Volto a repetir que não é por isso que os pais agora não precisam mais se preocupar em caprichar nas festinhas e deixar de realizar os sonhos que estão embutidos no desejo de celebrar, NÃO! Nem mesmo precisam necessariamente “colocar a mão na massa” e fazer tudo sozinhos, pois só assim terá feito uma festa de verdade. Nada disso!

Eu também quero uma linda festa para o meu filho, quero que ele sinta o quanto preparei aquele momento com tanto carinho para ele. Também gosto de contar com a ajuda de pessoas que trabalham no ramo (e muita gente faz isso muito bem, parabéns!), da comodidade das casas especialidadas, da mesma forma que gosto de colocar a “mão na massa” e dar meu toque pessoal.

Mas eu não quero comparar a minha festa com a de outras pessoas, mesmo com o mesmo tema, que não me importo em “dividir com ninguém”, não preciso de ineditismo ou exclusividade, não quero fazer melhor nem pior, quero fazer a festinha e só!

Quero estar bem e feliz no dia e não esgotada em razão dos preparativos que consumiram toda a minha energia. Correria certamente vai rolar, mas faz parte do clima, rs. O que não vale é se estressar além da conta, perder a linha e afundar a conta bancária.

Então galera pense sobre isso! Valorizem o que é de verdade mais importante, e as pessoas devem ser mais importante que as coisas, não!? Não se sintam piores ou diminuídas por causa de uma festa mais simples e com menos detalhes. Realizem também, na medida do possível, o sonho de uma festa linda, rica em detalhes, mas sem que isso comprometa o bem estar da sua família e a alegria de estar reunido com as pessoas que lhe são queridas.
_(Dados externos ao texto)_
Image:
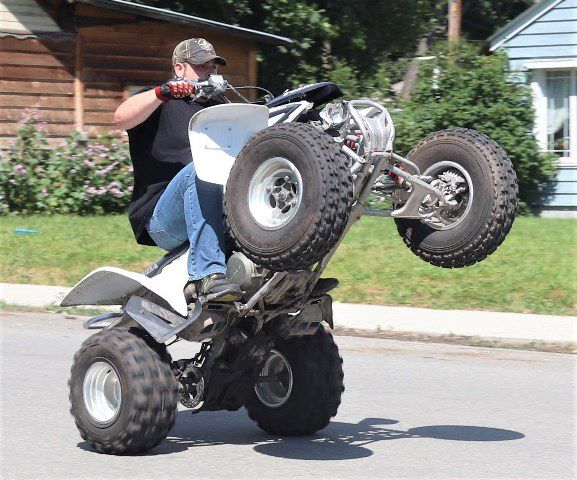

Por mais que até possa parecer, não está aberto o concurso da melhor festa de todos os tempos, então relaxem e curtam o momento. Como tudo nessa vida, o equilíbrio é o caminho.

A melhor festa de todas, sem dúvida alguma, é aquela onde a alegria está presente. O restante são apenas detalhes...

Um abraço carinhoso,

Amanda, mãe do Gustavo. 

*Esse post já estava escrito e programado quando li um texto escrito pela Priscila do Mamatraca abordando justamente essa mesma reflexão, o Exagero das Festas Infantis. Clique aqui e leia também.
 
Ufa, não sou apenas eu a incomodada com o assunto.